Abdominoplasty Candidate?

Based on your history alone, it appears you should lose additional weight before having an abdominoplasy with liposuction (body contouring, aesthetic surgery.) Your BMI is 46 which is in the morbidly obese category and associated with significantly higher post operative complications including but not limited to anesthesia complications, delayed wound healing, pulmonary complications, and deep venous thrombosis. At your current weight, you are also at high risk for hypertension, cardiovascular disease and diabetes mellitus. I would highly recommend that you consult with your primary doctor or internist and initiate a comprehensive weight loss program under the direction of that doctor. Patient safety and positive outcomes are my primary concerns.
Best wishes!

George C. Peck, Jr, MD
West Orange Plastic Surgeon
5.0 out of 5 stars 21 reviews

Tummy tuck

You may be a candidate for removal of the tummy areas and some liposuction. We medically clear all of our patients pre op and an exam and consultation with a plastic surgeon is recommended to confirm if you are a candidate as well as discuss your options and expectations. 

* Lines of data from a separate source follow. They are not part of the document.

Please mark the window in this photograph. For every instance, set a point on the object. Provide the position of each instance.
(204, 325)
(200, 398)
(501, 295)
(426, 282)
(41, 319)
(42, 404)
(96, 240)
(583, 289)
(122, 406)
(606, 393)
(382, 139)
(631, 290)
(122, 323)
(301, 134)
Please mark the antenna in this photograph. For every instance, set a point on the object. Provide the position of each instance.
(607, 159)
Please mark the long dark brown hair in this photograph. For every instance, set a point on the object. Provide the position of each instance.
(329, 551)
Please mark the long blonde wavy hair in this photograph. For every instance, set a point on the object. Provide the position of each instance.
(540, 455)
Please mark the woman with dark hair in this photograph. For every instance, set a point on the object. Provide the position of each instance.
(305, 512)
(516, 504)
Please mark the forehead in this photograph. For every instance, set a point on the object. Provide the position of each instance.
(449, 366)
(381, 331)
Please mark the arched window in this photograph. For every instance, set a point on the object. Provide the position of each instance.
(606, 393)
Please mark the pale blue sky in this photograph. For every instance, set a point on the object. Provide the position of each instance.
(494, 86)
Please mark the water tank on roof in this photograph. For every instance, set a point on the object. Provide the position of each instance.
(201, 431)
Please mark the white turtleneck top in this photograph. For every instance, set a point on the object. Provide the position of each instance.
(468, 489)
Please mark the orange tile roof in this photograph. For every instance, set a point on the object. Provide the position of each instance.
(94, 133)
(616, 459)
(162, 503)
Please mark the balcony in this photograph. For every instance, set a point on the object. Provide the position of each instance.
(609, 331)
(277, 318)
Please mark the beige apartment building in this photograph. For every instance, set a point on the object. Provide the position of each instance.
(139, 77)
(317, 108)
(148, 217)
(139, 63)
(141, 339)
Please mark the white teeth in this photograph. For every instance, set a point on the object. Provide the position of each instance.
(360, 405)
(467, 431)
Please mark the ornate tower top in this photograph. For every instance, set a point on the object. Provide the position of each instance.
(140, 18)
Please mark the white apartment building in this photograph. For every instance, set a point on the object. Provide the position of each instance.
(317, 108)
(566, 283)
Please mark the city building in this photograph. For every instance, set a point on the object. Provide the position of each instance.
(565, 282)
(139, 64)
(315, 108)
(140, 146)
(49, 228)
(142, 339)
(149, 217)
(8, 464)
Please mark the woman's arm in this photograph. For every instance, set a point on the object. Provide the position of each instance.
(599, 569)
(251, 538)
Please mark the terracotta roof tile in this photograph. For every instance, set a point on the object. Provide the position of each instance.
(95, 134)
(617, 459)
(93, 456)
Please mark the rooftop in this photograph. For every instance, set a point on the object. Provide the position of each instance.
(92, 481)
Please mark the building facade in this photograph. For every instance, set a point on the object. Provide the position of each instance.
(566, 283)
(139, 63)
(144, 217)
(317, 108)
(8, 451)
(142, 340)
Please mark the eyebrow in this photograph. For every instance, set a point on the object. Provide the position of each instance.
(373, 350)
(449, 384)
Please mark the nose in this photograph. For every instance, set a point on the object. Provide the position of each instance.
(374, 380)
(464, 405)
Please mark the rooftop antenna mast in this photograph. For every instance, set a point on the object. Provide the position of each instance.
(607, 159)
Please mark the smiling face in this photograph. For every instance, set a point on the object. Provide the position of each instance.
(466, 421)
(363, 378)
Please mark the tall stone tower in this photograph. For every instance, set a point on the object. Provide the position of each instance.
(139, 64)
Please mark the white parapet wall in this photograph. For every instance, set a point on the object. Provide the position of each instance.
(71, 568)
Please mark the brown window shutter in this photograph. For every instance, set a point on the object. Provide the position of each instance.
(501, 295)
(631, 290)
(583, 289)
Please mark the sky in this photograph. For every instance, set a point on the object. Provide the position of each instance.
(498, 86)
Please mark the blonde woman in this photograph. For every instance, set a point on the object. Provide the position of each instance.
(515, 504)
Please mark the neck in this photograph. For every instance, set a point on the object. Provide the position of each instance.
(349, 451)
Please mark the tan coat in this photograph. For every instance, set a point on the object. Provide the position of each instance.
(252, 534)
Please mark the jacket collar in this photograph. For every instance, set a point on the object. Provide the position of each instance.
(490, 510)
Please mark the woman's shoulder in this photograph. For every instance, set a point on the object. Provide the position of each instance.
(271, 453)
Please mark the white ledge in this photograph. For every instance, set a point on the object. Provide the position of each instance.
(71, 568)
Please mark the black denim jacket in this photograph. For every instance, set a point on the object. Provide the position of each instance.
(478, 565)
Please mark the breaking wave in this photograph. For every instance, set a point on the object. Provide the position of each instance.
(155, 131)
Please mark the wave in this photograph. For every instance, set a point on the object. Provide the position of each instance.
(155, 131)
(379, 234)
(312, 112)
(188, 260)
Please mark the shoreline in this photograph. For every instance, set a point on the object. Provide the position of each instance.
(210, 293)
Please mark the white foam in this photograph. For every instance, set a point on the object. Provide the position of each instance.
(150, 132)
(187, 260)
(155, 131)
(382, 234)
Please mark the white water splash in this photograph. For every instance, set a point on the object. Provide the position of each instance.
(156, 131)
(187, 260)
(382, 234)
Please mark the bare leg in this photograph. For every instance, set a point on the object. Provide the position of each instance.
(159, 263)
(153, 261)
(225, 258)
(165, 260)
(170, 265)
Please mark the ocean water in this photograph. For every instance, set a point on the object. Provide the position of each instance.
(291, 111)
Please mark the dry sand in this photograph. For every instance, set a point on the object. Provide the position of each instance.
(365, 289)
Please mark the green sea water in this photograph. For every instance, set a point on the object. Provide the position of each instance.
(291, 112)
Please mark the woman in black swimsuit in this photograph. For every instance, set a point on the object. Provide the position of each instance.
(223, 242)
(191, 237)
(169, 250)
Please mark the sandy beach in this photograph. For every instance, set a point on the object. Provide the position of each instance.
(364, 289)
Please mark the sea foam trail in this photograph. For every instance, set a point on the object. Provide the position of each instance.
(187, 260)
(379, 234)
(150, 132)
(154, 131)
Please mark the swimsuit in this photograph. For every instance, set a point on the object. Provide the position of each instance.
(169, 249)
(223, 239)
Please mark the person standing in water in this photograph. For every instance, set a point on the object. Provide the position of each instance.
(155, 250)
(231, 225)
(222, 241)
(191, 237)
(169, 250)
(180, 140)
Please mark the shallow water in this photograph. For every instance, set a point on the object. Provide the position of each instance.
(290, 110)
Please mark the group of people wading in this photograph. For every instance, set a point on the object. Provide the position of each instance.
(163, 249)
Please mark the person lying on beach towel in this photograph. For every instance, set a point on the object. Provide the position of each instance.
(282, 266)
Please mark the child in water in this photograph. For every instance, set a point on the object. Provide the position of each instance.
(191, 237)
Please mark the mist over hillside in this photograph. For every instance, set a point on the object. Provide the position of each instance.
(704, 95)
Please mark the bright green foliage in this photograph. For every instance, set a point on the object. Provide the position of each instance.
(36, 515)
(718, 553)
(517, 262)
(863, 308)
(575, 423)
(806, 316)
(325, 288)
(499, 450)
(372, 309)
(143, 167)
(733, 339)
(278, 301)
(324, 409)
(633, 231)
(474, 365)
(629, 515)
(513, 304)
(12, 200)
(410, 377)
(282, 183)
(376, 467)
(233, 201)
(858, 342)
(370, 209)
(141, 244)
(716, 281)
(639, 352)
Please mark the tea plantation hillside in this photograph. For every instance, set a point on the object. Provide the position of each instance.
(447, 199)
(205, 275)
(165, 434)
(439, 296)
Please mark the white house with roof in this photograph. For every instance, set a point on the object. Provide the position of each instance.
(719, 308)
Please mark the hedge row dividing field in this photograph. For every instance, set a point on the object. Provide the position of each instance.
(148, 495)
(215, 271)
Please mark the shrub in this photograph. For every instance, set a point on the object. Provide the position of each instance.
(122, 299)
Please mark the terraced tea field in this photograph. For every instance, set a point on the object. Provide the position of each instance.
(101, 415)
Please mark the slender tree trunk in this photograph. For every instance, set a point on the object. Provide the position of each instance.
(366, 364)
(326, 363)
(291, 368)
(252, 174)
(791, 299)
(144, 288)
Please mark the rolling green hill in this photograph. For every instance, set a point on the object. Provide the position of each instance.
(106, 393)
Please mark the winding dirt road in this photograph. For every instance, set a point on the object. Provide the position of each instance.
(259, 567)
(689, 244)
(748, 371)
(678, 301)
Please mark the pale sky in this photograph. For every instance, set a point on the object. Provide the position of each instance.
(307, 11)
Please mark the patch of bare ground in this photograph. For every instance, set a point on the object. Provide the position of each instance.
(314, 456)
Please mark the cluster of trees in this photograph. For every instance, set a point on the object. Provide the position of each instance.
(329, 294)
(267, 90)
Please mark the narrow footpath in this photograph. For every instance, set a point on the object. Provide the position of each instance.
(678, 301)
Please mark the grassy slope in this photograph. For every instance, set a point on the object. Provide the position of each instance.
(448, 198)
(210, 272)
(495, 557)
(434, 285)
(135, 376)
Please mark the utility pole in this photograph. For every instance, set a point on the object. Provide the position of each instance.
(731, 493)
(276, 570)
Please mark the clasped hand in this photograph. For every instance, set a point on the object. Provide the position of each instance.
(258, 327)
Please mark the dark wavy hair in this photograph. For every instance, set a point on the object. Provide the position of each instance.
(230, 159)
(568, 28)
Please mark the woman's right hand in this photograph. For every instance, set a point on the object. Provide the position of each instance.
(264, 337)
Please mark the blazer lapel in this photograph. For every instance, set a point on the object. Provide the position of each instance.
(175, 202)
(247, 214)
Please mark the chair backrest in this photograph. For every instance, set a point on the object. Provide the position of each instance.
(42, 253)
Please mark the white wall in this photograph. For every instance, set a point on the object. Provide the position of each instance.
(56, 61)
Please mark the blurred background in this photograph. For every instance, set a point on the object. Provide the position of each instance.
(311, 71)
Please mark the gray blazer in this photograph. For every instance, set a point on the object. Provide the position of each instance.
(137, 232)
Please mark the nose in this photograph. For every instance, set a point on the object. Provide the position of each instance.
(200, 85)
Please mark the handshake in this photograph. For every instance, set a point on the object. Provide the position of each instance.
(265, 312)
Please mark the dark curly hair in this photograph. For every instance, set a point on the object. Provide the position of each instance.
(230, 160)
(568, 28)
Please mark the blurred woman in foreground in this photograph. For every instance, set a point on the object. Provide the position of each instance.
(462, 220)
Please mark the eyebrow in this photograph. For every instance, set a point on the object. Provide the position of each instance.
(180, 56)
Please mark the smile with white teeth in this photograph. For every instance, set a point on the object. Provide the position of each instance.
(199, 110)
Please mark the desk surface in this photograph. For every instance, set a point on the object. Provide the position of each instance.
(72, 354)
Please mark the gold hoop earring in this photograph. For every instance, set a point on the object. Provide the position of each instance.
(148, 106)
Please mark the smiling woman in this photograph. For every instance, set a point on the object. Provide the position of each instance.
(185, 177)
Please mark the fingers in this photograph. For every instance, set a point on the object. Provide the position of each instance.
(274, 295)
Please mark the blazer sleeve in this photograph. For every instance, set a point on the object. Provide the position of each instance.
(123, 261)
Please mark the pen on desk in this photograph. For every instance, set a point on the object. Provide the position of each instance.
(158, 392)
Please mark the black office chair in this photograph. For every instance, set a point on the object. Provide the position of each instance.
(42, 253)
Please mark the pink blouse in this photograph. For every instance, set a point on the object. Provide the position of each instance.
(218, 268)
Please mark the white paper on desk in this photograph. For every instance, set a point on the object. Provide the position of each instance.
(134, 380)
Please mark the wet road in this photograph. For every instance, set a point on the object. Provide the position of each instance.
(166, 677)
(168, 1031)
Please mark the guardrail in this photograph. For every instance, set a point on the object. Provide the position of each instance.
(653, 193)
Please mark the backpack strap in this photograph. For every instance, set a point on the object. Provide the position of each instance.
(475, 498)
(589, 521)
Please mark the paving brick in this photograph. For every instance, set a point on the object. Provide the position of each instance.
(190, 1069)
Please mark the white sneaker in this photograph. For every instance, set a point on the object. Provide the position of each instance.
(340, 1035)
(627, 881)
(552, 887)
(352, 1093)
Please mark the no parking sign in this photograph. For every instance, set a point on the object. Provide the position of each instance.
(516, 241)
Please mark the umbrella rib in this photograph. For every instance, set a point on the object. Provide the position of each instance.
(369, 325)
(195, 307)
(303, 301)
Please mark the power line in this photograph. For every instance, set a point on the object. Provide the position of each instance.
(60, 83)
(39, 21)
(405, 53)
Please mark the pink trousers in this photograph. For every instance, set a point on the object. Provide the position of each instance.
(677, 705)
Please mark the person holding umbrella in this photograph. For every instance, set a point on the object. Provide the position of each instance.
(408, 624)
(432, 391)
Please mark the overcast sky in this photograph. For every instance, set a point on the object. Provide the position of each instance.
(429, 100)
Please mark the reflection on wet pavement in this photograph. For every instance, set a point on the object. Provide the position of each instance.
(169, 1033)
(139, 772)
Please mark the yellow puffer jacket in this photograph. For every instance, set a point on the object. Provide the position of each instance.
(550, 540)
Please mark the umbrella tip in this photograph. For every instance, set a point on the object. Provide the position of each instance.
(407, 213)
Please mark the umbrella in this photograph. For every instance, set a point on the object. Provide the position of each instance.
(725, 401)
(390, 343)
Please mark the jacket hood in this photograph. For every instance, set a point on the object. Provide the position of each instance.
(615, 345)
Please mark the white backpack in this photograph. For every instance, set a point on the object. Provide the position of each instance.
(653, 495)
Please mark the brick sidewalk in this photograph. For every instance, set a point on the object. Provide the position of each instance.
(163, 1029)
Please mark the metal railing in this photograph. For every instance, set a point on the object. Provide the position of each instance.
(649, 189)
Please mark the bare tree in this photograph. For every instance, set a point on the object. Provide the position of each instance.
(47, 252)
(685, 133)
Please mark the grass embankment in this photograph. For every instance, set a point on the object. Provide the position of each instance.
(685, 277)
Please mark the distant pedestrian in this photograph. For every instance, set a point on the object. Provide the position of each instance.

Tummy Tuck - Am I A Candidate?

Thank you for your question. It is difficult to provide specific advice without photos or an in-person examination. However, I believe it is best to have a BMI under 30 prior to proceeding with surgery. This will improve your cosmetic outcome and decrease your risk of complications.  Please consult with a board certified plastic surgeon who specializes in body contouring for an in-person examination. Ask to see a lot of before and after pictures of their work to understand what can be achieved. Hope this helps and good luck.

These answers are for educational purposes and should not be relied upon as a substitute for medical advice you may receive from your physician. If you have a medical emergency, please call 911. These answers do not constitute or initiate a patient/doctor relationship.